The fundamental photophysics involved in the doping effect of zero-dimensional (0D) lead-free tin-halide perovskites (Cs₄SnX₆, X = Br and I), especially the dynamics of self-trapped excitons (STEs), is crucial for their practical applications. Here, we proposed the use of Mn²⁺ doping to realize efficient emission from the STEs in Cs₄SnBr₆. The Mn²⁺-doped Cs₄SnBr₆ exhibits an enhanced photoluminescence (PL) quantum yield of up to ∼75.8%, a broadened emission spectrum, and improved thermal stability.

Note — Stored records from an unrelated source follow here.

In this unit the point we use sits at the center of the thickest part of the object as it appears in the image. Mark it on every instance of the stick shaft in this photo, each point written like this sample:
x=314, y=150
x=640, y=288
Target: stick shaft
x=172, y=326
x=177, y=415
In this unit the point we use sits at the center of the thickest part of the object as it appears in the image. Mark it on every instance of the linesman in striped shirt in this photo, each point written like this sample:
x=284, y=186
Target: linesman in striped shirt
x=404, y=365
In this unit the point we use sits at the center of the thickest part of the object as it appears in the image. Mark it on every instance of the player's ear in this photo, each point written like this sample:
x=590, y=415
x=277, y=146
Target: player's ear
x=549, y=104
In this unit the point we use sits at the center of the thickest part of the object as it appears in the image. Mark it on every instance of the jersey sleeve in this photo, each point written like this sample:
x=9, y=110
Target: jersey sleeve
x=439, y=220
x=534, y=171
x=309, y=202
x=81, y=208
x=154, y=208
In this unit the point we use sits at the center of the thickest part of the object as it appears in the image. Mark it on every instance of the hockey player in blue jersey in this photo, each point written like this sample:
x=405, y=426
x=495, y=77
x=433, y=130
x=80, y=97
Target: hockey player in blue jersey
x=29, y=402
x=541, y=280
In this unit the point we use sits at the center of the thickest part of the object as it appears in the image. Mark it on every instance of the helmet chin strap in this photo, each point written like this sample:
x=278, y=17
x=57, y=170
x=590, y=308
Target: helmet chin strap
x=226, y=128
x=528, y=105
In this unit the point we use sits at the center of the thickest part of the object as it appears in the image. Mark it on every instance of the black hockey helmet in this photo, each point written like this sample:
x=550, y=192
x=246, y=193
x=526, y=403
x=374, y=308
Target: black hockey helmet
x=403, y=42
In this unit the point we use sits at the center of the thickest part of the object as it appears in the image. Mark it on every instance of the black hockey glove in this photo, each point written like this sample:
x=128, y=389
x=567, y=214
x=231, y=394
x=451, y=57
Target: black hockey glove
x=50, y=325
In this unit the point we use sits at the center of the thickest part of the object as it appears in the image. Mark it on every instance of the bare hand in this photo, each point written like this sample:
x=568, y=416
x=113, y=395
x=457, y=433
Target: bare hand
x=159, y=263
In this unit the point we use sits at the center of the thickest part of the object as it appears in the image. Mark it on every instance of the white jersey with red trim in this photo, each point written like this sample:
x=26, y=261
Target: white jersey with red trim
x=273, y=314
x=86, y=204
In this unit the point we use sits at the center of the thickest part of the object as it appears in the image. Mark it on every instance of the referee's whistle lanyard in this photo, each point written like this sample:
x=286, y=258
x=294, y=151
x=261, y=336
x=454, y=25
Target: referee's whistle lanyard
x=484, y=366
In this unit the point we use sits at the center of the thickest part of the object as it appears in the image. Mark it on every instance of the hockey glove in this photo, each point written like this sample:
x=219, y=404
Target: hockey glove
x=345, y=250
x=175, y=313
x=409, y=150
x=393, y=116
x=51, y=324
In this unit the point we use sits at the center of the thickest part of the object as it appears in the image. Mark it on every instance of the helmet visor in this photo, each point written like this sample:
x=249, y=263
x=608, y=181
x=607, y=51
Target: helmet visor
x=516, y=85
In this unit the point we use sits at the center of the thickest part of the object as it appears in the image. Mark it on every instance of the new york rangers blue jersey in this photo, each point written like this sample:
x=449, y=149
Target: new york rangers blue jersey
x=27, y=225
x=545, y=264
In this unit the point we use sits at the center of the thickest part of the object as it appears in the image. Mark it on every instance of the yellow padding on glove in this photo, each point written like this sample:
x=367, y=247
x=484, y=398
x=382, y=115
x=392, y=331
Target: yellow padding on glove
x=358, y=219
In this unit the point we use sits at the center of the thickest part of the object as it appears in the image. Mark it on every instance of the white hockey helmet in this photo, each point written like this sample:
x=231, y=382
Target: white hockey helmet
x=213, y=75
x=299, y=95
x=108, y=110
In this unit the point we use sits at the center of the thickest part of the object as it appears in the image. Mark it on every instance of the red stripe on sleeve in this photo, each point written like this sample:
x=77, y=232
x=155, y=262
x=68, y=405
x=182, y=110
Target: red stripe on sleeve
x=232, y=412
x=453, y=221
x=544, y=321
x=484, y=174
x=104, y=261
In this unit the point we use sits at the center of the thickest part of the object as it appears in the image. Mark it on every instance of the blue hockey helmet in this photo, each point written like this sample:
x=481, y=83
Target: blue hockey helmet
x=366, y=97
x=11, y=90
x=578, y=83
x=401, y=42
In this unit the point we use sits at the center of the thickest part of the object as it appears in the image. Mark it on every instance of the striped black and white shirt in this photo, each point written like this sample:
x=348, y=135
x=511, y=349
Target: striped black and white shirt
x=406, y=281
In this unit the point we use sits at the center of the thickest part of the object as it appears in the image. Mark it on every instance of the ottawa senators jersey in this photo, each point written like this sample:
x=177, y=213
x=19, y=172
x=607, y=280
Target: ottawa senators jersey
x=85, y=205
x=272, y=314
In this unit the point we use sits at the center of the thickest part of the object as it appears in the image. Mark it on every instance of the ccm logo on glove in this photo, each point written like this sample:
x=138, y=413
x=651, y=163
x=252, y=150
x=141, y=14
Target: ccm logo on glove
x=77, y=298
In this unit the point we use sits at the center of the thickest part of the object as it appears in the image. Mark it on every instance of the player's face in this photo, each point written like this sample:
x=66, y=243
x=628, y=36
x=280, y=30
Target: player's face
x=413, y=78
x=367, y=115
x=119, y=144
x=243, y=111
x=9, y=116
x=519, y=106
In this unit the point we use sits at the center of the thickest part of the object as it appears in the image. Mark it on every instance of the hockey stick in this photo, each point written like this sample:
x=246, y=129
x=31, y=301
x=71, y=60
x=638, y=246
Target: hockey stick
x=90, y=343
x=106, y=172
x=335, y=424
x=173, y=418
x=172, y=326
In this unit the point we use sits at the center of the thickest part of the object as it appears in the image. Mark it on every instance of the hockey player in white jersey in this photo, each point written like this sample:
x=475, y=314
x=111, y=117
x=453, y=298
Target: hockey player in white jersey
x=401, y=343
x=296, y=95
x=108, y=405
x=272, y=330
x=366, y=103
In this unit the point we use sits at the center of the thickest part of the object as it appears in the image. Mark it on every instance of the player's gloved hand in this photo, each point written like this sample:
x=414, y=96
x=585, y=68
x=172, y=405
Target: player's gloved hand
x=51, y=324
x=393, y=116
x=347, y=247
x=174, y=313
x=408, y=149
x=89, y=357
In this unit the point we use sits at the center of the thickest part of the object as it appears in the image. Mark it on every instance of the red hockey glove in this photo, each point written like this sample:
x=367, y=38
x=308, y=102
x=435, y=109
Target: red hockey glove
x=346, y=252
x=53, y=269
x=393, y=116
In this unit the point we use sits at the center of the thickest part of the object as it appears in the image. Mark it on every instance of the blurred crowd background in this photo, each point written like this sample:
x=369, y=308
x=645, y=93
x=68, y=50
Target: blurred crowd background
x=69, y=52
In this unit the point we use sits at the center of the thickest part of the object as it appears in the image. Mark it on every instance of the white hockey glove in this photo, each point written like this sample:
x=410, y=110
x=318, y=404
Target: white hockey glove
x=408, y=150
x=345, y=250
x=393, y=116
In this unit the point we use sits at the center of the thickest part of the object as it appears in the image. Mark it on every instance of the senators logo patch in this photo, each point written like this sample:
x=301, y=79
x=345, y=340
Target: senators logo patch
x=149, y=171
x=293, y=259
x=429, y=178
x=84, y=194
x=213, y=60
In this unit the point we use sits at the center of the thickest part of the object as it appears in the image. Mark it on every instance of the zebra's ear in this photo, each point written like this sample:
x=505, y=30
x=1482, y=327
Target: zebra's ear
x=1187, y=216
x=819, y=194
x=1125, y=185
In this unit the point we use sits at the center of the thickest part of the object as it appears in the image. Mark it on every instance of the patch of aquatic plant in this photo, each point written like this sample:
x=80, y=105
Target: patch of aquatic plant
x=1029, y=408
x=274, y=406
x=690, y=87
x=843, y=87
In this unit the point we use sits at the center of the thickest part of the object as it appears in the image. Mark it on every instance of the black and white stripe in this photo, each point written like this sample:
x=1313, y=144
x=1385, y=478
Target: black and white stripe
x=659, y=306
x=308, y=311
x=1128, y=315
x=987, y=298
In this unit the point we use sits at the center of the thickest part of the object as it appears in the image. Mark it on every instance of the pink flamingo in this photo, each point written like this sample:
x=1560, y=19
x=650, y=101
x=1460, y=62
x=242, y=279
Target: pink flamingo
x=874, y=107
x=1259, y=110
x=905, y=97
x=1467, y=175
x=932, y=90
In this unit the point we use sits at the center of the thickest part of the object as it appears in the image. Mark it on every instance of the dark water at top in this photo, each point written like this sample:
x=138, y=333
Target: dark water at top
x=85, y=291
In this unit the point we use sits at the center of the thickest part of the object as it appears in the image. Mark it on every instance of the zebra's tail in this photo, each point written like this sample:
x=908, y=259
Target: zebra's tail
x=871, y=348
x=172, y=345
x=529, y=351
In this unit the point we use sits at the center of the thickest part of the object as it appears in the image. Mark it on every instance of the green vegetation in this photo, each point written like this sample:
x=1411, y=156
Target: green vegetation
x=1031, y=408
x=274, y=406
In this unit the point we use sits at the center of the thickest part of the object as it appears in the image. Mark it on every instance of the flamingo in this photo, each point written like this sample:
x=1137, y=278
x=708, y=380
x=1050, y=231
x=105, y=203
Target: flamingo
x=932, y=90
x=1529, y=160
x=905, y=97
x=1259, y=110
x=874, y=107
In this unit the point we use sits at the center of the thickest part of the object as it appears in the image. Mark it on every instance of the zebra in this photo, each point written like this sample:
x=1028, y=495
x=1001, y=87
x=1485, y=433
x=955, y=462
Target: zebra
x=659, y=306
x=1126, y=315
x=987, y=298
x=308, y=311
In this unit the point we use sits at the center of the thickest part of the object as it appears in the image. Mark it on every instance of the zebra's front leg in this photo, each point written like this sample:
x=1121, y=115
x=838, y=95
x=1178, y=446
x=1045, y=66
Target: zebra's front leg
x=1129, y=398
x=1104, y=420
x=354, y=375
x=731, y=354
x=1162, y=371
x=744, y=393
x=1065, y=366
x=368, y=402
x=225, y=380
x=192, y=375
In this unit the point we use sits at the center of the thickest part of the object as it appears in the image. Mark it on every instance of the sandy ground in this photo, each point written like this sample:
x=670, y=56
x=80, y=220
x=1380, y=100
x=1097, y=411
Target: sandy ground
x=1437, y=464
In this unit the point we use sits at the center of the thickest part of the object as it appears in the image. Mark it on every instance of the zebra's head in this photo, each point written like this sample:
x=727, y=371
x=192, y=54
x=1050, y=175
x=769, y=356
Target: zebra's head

The experimental observations combined with first-principles calculations reveal that the significant PL enhancement originates from the enhanced electron–phonon coupling and the increased binding energies of STEs, as a consequence of the large distortion of [SnBr₆]⁴⁻ octahedra induced by Mn²⁺ doping. In addition, it was verified that the color tuning of Mn²⁺-doped Cs₄SnBr₆ is achieved by the competitive transfers of free excitons to STE states and Mn²⁺ sites based on time-resolved and temperature-dependent PL measurements. The Mn²⁺-doped Cs₄SnBr₆ assembled into commercial UV-LED chips exhibits strong white light emission with a color temperature of 6346 K. Our findings not only provide deep insight into the dynamics of STEs in Mn²⁺-doped Cs₄SnBr₆ but also open new horizons for manipulating and optimizing the emission of STEs in 0D perovskites, thereby laying a foundation for developing white LEDs based on 0D perovskites.